Effective Data Visualization with ggplot2

Gradient and pattern fills

Required packages

Install the required packages:

# Run this command to install the required packages.
# You need to do this only once.
install.packages(
  c(
    "tidyverse", "cowplot", "sf", "ragg",
    "palmerpenguins", "magick", "ggpattern"
  )
)

For all applications of gradient and pattern fills you need to use a graphics device that supports these features. In Quarto, you can do this by adding the following to the YAML section of the document:

knitr:
    opts_chunk: 
      dev: "ragg_png"

1. Basics of gradient and pattern fills

With the release of ggplot 3.5.0, we now have the ability to fill areas with gradients or patterns. This is a native feature supported by the R graphics engine, and it is quite powerful. However, the various features only work to the extent they are supported by the graphics device. We recommend the ragg device for maximum feature support.

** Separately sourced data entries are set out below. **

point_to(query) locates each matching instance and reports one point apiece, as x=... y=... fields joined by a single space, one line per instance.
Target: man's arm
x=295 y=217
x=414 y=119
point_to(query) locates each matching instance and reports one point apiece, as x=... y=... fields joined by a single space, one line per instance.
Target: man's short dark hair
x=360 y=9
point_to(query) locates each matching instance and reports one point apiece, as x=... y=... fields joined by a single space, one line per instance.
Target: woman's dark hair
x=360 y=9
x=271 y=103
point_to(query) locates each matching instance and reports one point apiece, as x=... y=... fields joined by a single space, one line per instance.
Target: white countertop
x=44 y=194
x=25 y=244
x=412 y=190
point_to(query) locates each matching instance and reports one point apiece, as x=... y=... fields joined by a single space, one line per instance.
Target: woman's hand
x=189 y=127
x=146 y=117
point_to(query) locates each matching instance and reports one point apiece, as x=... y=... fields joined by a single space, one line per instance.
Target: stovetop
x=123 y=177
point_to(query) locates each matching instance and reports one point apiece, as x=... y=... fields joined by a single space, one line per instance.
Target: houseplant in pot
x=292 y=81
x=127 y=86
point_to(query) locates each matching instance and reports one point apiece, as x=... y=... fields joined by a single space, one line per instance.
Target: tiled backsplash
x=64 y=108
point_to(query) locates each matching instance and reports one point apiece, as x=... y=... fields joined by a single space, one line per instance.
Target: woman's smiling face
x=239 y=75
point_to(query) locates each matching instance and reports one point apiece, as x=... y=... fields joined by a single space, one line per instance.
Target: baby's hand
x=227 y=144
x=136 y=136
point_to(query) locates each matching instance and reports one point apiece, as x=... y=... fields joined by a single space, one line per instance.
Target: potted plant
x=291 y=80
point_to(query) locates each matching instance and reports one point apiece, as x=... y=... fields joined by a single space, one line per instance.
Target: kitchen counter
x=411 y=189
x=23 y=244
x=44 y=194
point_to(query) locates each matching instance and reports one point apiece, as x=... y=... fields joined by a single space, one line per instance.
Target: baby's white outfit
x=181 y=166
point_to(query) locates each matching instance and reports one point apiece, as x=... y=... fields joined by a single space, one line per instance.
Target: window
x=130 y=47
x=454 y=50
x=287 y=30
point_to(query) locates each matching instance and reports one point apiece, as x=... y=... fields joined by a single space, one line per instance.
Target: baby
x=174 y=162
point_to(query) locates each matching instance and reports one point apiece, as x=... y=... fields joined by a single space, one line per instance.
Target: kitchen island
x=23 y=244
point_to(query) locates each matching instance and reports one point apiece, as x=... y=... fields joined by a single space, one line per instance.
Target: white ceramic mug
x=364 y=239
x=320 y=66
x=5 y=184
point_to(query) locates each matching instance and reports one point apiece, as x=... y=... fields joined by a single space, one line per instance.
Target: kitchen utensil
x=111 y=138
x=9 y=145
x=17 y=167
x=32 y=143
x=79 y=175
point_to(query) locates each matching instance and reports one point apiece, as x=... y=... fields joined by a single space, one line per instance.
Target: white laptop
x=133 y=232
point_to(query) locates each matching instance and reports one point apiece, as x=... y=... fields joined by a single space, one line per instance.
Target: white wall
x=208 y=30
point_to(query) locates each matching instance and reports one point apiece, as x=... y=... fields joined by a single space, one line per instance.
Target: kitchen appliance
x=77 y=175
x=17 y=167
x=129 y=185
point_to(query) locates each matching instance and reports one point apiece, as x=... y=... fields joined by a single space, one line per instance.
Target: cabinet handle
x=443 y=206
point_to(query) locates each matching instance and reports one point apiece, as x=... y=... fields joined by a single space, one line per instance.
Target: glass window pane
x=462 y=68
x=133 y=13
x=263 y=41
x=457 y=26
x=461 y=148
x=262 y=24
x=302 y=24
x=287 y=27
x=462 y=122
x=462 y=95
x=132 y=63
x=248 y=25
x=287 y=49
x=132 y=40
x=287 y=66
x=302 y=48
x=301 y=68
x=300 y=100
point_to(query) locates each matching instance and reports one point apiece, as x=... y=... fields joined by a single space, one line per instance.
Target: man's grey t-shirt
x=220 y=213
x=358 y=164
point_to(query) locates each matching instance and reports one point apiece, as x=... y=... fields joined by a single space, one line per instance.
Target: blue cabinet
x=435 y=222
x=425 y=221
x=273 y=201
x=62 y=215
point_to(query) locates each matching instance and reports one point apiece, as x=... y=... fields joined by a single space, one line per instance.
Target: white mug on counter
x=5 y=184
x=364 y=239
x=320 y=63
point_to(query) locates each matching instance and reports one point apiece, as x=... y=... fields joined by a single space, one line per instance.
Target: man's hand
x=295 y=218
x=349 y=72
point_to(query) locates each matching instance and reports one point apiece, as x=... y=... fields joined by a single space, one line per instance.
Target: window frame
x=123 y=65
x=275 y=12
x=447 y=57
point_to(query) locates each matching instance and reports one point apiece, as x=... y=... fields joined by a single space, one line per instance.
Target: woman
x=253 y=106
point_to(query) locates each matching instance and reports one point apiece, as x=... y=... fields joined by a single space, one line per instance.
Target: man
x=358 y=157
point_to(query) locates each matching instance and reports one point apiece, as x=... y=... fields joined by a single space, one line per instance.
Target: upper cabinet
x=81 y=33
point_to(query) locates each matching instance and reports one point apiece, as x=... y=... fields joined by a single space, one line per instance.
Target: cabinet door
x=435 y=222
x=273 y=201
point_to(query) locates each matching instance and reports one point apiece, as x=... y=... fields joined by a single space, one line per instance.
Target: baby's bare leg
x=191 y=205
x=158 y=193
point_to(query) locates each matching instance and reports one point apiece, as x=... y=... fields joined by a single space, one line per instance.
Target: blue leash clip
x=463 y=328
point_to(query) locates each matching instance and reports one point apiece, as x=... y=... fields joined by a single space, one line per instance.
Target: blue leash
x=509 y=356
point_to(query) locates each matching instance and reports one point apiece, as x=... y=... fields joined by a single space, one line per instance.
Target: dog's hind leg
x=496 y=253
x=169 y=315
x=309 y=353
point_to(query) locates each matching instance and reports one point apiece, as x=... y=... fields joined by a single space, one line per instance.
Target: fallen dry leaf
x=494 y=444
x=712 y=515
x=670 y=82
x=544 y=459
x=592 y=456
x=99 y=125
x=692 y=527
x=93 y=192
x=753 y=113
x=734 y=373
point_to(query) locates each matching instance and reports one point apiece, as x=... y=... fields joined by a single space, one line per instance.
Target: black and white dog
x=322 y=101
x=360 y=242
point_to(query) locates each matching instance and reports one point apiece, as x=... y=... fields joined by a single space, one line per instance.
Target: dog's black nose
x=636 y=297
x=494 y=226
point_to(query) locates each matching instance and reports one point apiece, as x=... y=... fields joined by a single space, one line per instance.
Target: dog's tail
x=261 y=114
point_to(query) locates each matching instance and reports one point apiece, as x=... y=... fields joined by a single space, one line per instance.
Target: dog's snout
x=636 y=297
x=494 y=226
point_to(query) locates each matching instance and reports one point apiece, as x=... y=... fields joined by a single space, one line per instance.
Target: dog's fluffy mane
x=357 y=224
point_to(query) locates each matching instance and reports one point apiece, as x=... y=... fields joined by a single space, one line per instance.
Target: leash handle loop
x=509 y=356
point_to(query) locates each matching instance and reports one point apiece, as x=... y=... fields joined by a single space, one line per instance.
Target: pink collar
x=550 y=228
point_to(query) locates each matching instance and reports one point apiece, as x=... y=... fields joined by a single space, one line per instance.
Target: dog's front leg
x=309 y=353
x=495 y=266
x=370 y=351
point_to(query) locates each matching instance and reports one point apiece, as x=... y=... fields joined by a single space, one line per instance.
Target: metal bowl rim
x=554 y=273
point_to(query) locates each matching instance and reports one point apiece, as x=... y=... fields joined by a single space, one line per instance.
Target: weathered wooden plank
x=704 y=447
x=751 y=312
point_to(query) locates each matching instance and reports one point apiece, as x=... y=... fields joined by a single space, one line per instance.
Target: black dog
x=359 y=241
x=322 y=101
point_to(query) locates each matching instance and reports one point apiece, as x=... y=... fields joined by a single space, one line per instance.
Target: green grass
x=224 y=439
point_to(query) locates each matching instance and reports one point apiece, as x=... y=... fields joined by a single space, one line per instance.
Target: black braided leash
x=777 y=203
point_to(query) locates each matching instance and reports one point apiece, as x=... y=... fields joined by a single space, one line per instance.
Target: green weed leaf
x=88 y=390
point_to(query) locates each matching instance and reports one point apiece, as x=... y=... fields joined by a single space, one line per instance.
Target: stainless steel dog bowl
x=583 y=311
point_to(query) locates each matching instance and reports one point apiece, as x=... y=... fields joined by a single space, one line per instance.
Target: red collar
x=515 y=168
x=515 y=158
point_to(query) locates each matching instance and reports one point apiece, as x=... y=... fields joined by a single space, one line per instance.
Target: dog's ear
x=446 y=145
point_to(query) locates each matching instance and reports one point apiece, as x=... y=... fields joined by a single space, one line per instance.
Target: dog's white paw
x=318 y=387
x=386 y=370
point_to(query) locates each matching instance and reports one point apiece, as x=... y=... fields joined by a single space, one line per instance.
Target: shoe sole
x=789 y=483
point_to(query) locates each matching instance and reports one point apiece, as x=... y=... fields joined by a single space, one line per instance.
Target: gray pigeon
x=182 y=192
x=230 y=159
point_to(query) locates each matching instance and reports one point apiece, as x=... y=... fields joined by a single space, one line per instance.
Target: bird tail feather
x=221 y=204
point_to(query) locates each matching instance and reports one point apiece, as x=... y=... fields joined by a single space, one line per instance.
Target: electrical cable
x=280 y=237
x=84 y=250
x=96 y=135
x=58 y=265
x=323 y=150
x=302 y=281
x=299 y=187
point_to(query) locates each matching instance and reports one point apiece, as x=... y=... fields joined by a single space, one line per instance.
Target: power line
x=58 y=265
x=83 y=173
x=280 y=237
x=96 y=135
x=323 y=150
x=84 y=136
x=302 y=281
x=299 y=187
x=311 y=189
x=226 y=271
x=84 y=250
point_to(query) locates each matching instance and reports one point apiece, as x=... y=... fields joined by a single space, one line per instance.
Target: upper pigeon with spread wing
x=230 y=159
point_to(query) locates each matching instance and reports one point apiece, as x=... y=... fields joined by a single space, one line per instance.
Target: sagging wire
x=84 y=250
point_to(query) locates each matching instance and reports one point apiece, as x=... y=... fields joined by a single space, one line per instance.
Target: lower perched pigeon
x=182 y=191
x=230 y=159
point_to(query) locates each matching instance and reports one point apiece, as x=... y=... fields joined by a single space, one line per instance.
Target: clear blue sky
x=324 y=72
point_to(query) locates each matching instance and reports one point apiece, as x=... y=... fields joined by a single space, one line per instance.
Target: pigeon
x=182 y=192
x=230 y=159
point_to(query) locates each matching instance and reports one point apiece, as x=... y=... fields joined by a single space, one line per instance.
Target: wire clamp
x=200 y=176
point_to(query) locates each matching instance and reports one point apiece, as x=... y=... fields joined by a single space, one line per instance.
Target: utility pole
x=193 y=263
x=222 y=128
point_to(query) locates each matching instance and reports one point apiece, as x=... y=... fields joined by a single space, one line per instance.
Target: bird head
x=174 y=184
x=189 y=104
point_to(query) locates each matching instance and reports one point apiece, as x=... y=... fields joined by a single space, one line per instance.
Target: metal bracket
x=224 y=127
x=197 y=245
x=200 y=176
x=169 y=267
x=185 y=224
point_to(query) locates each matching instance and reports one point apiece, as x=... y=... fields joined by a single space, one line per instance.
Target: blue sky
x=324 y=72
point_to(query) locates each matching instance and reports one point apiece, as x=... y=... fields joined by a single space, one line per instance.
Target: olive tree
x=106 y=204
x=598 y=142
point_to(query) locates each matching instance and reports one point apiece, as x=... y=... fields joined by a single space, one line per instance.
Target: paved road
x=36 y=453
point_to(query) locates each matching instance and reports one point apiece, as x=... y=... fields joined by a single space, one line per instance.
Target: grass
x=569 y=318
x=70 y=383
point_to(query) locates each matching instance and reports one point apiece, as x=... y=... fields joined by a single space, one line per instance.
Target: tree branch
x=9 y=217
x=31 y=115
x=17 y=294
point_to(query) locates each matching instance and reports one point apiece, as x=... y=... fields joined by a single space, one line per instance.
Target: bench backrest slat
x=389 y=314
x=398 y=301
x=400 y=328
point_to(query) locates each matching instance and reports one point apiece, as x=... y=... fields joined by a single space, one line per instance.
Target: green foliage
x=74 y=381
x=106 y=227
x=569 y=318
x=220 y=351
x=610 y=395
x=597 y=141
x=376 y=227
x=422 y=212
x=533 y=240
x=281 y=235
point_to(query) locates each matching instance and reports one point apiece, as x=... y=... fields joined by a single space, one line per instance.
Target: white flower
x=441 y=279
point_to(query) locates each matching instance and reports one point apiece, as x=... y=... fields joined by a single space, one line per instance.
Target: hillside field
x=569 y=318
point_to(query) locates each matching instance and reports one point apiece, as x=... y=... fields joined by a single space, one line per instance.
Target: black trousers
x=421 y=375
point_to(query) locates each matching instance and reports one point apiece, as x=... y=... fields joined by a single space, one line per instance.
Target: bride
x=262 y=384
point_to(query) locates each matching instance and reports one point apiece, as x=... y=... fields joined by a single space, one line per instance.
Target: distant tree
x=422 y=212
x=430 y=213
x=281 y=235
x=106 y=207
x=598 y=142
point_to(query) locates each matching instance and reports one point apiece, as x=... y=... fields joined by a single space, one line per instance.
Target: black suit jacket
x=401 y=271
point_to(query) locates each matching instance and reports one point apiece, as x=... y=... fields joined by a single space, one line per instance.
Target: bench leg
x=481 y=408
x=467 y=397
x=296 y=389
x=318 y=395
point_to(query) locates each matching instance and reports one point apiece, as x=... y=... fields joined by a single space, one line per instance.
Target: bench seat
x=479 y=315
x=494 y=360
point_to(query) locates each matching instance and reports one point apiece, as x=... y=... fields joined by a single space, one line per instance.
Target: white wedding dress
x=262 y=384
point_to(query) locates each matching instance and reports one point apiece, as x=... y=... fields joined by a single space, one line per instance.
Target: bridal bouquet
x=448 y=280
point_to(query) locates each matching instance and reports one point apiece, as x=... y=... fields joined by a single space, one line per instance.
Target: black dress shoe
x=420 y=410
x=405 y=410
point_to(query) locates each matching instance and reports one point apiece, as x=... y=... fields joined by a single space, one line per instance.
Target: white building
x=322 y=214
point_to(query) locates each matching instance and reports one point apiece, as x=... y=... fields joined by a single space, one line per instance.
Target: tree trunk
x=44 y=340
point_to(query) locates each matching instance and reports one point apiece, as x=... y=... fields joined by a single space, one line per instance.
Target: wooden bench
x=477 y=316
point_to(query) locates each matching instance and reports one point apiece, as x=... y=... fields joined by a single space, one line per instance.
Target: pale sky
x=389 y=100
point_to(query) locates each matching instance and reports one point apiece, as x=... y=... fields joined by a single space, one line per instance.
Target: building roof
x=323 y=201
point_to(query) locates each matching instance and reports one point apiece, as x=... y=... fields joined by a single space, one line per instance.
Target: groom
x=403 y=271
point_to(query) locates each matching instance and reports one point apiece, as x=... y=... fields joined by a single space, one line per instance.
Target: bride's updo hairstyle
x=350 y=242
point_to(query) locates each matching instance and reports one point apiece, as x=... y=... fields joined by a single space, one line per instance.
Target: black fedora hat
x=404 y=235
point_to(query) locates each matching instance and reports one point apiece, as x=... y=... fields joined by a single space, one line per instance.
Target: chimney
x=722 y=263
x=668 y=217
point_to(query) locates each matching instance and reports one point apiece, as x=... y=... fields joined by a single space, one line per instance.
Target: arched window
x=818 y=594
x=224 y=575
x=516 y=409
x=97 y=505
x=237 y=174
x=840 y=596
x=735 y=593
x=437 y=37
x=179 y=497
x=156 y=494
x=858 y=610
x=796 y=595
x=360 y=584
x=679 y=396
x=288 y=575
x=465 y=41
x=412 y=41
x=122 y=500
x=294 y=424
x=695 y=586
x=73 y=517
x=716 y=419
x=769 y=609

Let’s start with some basic gradient and pattern fills. First we load the required packages.

library(tidyverse)
library(grid)        # for pattern creation
library(cowplot)     # for theme functions
library(palmerpenguins) # for `penguins` dataset

Gradients and patterns are defined via functions from the grid package, specifically grid::linearGradient(), grid::radialGradient(), and grid::pattern(). Once defined, these objects can then be used instead of colors wherever a fill color is specified.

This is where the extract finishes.